De Amor perdurable de Ian McEwan, p. 256-257
Lo dejé esperando en el asiento
delantero mientras yo cogía papel y volvía hacia los árboles. Excavé un hoyo pequeño
con el tacón y, mientras permanecía en cuclillas con los pantalones alrededor
de los tobillos, intenté tranquilizarme partiendo las crujientes hojas muertas
y cogiendo un puñado de tierra. Algunos
encuentran grandes perspectivas en las estrellas y galaxias; yo prefiero la
escala prosaica de lo biológico. Me acerqué la mano a la cara y me puse a
observar. En el fértil y oscuro mantillo vi dos hormigas negras, un tisanuro y
una especie de lombriz de color rojo oscuro con una serie de patas marrón claro.
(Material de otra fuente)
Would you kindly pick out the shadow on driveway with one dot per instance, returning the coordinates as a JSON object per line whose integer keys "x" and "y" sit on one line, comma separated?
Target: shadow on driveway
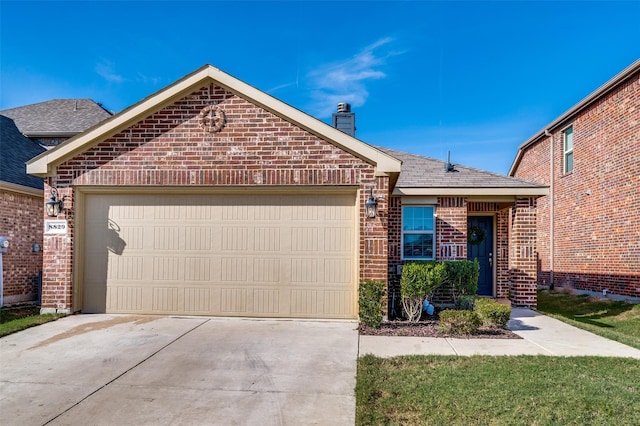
{"x": 148, "y": 370}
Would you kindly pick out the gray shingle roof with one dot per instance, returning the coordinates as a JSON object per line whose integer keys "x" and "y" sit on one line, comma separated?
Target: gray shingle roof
{"x": 65, "y": 117}
{"x": 425, "y": 172}
{"x": 15, "y": 150}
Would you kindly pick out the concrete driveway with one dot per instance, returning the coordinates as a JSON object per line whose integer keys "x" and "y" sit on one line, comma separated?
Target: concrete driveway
{"x": 148, "y": 370}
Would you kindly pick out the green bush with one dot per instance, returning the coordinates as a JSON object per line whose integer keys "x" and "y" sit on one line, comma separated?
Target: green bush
{"x": 492, "y": 313}
{"x": 370, "y": 298}
{"x": 462, "y": 276}
{"x": 466, "y": 302}
{"x": 417, "y": 282}
{"x": 458, "y": 322}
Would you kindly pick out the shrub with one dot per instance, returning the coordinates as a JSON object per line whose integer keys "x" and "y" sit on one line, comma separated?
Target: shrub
{"x": 417, "y": 282}
{"x": 458, "y": 322}
{"x": 492, "y": 313}
{"x": 466, "y": 302}
{"x": 370, "y": 300}
{"x": 462, "y": 276}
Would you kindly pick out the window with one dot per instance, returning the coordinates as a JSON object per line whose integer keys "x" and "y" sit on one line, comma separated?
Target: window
{"x": 568, "y": 149}
{"x": 418, "y": 242}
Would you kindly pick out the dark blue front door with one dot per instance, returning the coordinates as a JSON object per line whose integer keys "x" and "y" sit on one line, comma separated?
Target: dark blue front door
{"x": 483, "y": 251}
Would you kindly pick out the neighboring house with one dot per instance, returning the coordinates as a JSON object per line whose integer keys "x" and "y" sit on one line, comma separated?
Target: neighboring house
{"x": 20, "y": 216}
{"x": 589, "y": 225}
{"x": 211, "y": 197}
{"x": 52, "y": 122}
{"x": 26, "y": 132}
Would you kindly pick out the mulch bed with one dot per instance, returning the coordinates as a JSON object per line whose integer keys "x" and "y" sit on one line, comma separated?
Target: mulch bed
{"x": 429, "y": 328}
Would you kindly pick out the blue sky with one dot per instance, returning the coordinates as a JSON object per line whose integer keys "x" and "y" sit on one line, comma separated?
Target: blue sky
{"x": 474, "y": 78}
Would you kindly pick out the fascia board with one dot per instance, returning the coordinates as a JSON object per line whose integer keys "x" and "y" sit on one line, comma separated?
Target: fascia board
{"x": 384, "y": 163}
{"x": 525, "y": 192}
{"x": 45, "y": 163}
{"x": 21, "y": 189}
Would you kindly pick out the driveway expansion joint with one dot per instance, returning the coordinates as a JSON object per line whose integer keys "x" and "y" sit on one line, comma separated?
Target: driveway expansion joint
{"x": 124, "y": 372}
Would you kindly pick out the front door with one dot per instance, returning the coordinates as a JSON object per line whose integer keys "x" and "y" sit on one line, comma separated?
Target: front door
{"x": 480, "y": 246}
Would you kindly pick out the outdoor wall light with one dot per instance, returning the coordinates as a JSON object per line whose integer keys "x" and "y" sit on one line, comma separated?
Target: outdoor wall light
{"x": 54, "y": 205}
{"x": 371, "y": 206}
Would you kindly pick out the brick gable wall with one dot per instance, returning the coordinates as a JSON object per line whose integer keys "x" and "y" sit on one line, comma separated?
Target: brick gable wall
{"x": 597, "y": 207}
{"x": 254, "y": 148}
{"x": 20, "y": 221}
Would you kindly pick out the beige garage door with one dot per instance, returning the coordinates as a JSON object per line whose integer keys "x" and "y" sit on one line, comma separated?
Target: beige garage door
{"x": 276, "y": 255}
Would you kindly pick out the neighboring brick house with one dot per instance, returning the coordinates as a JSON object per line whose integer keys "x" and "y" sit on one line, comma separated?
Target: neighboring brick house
{"x": 52, "y": 122}
{"x": 20, "y": 216}
{"x": 211, "y": 197}
{"x": 26, "y": 132}
{"x": 589, "y": 226}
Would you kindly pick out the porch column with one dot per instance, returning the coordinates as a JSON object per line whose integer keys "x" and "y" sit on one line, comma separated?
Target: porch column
{"x": 57, "y": 254}
{"x": 522, "y": 264}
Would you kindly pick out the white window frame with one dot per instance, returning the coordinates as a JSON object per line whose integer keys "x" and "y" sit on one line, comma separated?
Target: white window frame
{"x": 567, "y": 152}
{"x": 431, "y": 232}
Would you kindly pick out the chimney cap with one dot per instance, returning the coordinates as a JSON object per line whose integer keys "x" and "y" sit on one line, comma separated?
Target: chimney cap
{"x": 344, "y": 107}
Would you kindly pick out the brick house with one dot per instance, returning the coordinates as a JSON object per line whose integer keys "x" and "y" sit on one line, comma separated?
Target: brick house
{"x": 20, "y": 216}
{"x": 588, "y": 226}
{"x": 52, "y": 122}
{"x": 26, "y": 132}
{"x": 211, "y": 197}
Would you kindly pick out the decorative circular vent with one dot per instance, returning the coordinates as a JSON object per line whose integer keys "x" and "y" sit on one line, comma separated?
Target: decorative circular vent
{"x": 211, "y": 119}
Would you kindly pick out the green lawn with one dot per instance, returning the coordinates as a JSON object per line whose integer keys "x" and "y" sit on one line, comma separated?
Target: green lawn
{"x": 483, "y": 390}
{"x": 17, "y": 318}
{"x": 523, "y": 390}
{"x": 615, "y": 320}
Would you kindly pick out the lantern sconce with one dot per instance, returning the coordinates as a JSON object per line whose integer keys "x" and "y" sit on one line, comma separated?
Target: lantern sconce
{"x": 371, "y": 206}
{"x": 55, "y": 203}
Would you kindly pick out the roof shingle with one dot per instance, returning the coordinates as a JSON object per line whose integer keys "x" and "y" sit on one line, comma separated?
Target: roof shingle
{"x": 65, "y": 117}
{"x": 425, "y": 172}
{"x": 15, "y": 150}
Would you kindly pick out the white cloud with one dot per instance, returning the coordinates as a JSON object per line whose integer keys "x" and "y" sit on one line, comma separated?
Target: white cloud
{"x": 105, "y": 69}
{"x": 346, "y": 81}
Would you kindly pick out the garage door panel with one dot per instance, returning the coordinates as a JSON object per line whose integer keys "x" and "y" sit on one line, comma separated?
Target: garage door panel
{"x": 237, "y": 255}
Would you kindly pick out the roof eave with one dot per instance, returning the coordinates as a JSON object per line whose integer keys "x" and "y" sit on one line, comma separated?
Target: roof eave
{"x": 537, "y": 191}
{"x": 21, "y": 189}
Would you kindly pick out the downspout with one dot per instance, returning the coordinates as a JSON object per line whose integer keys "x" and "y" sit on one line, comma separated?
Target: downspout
{"x": 551, "y": 209}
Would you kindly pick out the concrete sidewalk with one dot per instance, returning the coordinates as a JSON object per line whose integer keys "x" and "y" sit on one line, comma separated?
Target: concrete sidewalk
{"x": 541, "y": 335}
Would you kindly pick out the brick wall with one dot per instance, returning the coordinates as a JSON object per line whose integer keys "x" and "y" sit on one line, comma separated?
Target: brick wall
{"x": 254, "y": 148}
{"x": 597, "y": 207}
{"x": 522, "y": 261}
{"x": 21, "y": 221}
{"x": 451, "y": 241}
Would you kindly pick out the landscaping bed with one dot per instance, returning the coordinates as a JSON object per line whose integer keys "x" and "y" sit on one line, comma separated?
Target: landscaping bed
{"x": 429, "y": 328}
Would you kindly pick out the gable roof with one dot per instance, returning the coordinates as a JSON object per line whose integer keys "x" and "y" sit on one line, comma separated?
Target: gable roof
{"x": 576, "y": 109}
{"x": 45, "y": 164}
{"x": 15, "y": 150}
{"x": 427, "y": 176}
{"x": 57, "y": 118}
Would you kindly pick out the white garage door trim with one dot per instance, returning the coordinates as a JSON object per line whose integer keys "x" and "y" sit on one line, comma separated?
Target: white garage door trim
{"x": 250, "y": 252}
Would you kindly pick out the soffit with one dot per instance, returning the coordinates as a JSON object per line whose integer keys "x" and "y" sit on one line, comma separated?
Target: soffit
{"x": 45, "y": 164}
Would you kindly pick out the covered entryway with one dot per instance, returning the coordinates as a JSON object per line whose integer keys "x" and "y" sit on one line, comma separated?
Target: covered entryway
{"x": 481, "y": 228}
{"x": 279, "y": 254}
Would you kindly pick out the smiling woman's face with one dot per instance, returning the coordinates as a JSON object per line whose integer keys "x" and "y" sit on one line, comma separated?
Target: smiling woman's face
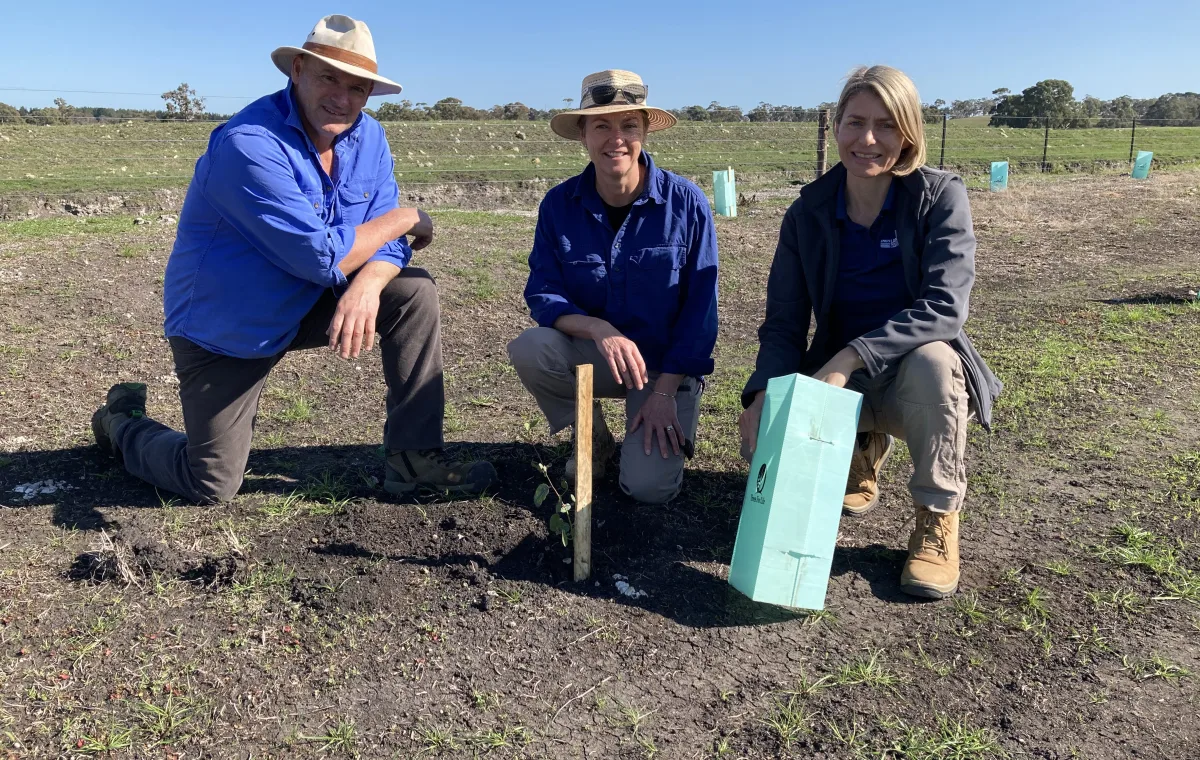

Aquéllos eran los estruendosos gigantes de aquel mundo inferior, pues no mucho
más abajo del umbral de lo visible estaba el turbulento mundo de los gusanos:
los carroñeros y los depredadores que se alimentaban de ellos, e incluso éstos,
eran gigantes en comparación con los moradores del mundo microscópico, los hongos
parásitos y las bacterias, quizá diez millones en aquel puñado de tierra. La
ciega inclinación de aquellos organismos a consumir y excretar posibilitaba la
fertilidad del suelo, y por tanto, de las plantas, los árboles y las criaturas que vivían en su entorno, en cuyo
número antaño nos incluíamos nosotros. Quizá podría tranquilizarme recordando
el hecho de que, a pesar de todas nuestras preocupaciones, seguíamos formando
parte de aquella dependencia natural, porque los animales que comíamos se
alimentaban con las plantas que, como nuestras frutas y verduras, se nutrían de
la tierra formada por aquellos organismos. Pero mientras permanecía en
cuclillas fertilizando el bosque, no podía creer en el significado primario de
los grandes ciclos de la vida. Un poco más allá de los árboles que exhalaban
oxígeno se producían las emanaciones venenosas de mi coche, dentro del cual estaba mi pistola, y a cincuenta kilómetros
de carreteras repletas se encontraba la inmensa ciudad en cuya parte norte estaba
mi apartamento, donde el loco que me esperaba, un De Clérambault, mi De
Clérambault, tenía secuestrado al ser que yo más quería. ¿Había en aquella descripción algo
indispensable para el ciclo del carbono o la producción del nitrógeno? Ya no
formábamos parte de la gran cadena. Nuestra propia complejidad nos había
expulsado del Edén. Nos encontrábamos en un caos por haber alterado nuestra
naturaleza.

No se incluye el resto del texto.